President Yoon Suk-yeol said in a Cabinet meeting Tuesday, "The reality of the appalling violations of the North Korean people's human rights must be fully revealed to the international community."
Similar reports had been compiled annually since a law on North Korean human rights was enacted in 2016 but, in a bizarre compromise aimed at softening up the regime, never made public. But now the Yoon administration decided it needs to be widely read.
"The whole point of the roadmap for national security and reunification is to find out the situation on human rights, politics, economy and society in the North through various routes and let it be known at home and abroad," Yoon said.
"With the publication of the report, the Education Ministry and other government agencies… should teach students about the human rights situation in the North and let it be known far and wide."
He also instructed the Unification Ministry to make sure that Seoul no longer spends "even a penny" on the North until it stops developing nuclear weapons.

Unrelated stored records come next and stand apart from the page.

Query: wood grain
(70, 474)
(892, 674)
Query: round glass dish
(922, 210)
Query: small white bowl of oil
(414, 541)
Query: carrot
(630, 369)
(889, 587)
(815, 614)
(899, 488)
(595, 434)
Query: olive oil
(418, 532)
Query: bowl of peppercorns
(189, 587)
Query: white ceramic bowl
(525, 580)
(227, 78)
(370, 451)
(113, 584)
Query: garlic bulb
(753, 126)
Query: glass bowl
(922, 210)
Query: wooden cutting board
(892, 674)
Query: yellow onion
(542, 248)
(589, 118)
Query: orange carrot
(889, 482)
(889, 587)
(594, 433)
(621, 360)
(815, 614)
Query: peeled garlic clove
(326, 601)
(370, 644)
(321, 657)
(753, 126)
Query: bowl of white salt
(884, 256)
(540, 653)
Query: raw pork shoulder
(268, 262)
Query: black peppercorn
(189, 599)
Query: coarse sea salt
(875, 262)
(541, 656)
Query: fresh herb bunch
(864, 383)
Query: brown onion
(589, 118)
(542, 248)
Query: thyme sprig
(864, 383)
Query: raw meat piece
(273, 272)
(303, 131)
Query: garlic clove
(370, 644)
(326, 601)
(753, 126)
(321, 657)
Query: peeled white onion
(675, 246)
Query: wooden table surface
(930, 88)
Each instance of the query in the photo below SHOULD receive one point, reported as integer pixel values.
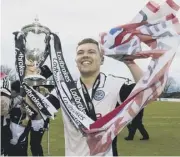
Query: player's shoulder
(115, 79)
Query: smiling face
(88, 58)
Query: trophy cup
(36, 52)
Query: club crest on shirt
(99, 95)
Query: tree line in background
(171, 90)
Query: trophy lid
(36, 28)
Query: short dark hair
(88, 40)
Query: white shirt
(105, 100)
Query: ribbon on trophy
(44, 107)
(158, 27)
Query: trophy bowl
(36, 36)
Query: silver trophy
(36, 52)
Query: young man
(110, 90)
(19, 125)
(5, 105)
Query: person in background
(38, 127)
(5, 120)
(19, 123)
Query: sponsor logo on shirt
(99, 95)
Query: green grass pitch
(162, 121)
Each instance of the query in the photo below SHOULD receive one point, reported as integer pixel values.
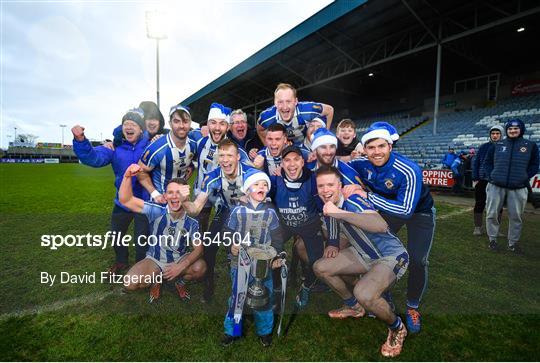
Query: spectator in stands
(449, 158)
(242, 134)
(125, 154)
(509, 165)
(480, 179)
(292, 114)
(347, 140)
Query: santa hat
(218, 111)
(318, 120)
(378, 132)
(253, 176)
(323, 137)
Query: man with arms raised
(294, 194)
(377, 255)
(174, 231)
(223, 187)
(170, 156)
(292, 114)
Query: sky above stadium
(87, 62)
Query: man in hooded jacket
(509, 165)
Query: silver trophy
(261, 256)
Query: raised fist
(78, 132)
(330, 208)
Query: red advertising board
(526, 87)
(438, 178)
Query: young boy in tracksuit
(258, 220)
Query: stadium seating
(403, 122)
(468, 128)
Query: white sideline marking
(456, 213)
(58, 305)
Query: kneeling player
(173, 230)
(258, 221)
(378, 255)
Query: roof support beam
(428, 29)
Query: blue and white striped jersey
(397, 186)
(271, 163)
(167, 161)
(207, 159)
(171, 241)
(296, 127)
(223, 192)
(348, 174)
(370, 246)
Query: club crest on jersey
(389, 183)
(370, 173)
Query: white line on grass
(58, 305)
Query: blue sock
(396, 324)
(350, 301)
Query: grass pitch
(479, 305)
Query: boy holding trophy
(256, 242)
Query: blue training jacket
(120, 159)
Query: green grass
(479, 305)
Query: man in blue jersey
(376, 259)
(223, 187)
(174, 232)
(292, 114)
(207, 159)
(324, 144)
(294, 194)
(170, 156)
(398, 192)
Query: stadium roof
(332, 47)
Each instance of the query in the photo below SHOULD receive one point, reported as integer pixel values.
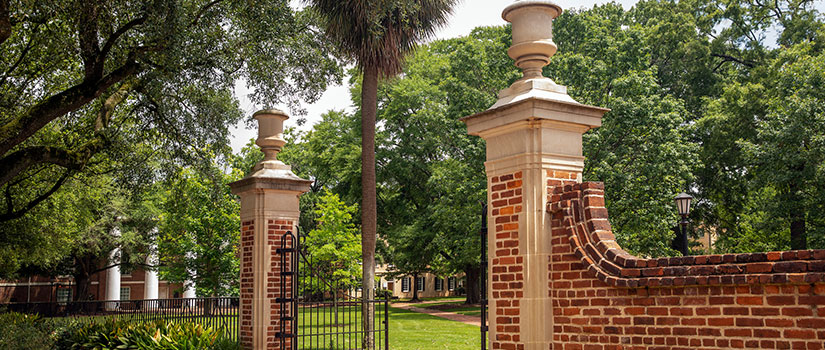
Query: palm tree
(377, 35)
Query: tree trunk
(799, 238)
(369, 212)
(473, 289)
(415, 289)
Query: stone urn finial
(271, 141)
(270, 132)
(532, 34)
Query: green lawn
(456, 306)
(413, 331)
(408, 330)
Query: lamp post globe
(683, 206)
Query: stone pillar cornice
(269, 208)
(533, 136)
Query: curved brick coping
(581, 209)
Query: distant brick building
(131, 286)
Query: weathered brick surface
(247, 240)
(605, 298)
(507, 266)
(274, 233)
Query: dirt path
(471, 320)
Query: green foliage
(161, 335)
(198, 233)
(335, 246)
(121, 94)
(24, 332)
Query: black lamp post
(683, 205)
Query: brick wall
(506, 275)
(605, 298)
(275, 231)
(272, 283)
(246, 287)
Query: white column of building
(150, 286)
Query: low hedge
(33, 333)
(25, 332)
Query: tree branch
(107, 46)
(5, 21)
(19, 161)
(109, 105)
(203, 10)
(87, 35)
(18, 130)
(19, 59)
(11, 214)
(727, 58)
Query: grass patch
(453, 306)
(444, 299)
(415, 331)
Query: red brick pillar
(269, 208)
(534, 143)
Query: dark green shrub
(24, 332)
(160, 335)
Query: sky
(466, 16)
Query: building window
(64, 295)
(420, 284)
(405, 284)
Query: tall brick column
(269, 208)
(534, 143)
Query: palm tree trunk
(369, 105)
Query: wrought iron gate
(324, 313)
(482, 277)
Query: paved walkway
(471, 320)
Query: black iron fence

Asked if that also means humanitarian assistance, a presidential official told reporters, "The ministry has repeatedly made its principles on humanitarian assistance clear. There's been no change in those principles."
Also on Tuesday, the Office of the UN High Commissioner for Human Rights in Seoul released its own report on forced disappearances and abductions in the North for 2016-2022.
It covers people who were detained in political prison camps, faced unfair trials, and were tortured or summarily executed, and South Korean prisoners of war who were forced to labor in coal mines in northern North Korea.
Last January, the OHCHR delivered the report to the North Korean permanent mission to the UN in Geneva for verification. But Pyongyang said in reply on March 6 that it does not recognize the authority of the OHCHR in Seoul.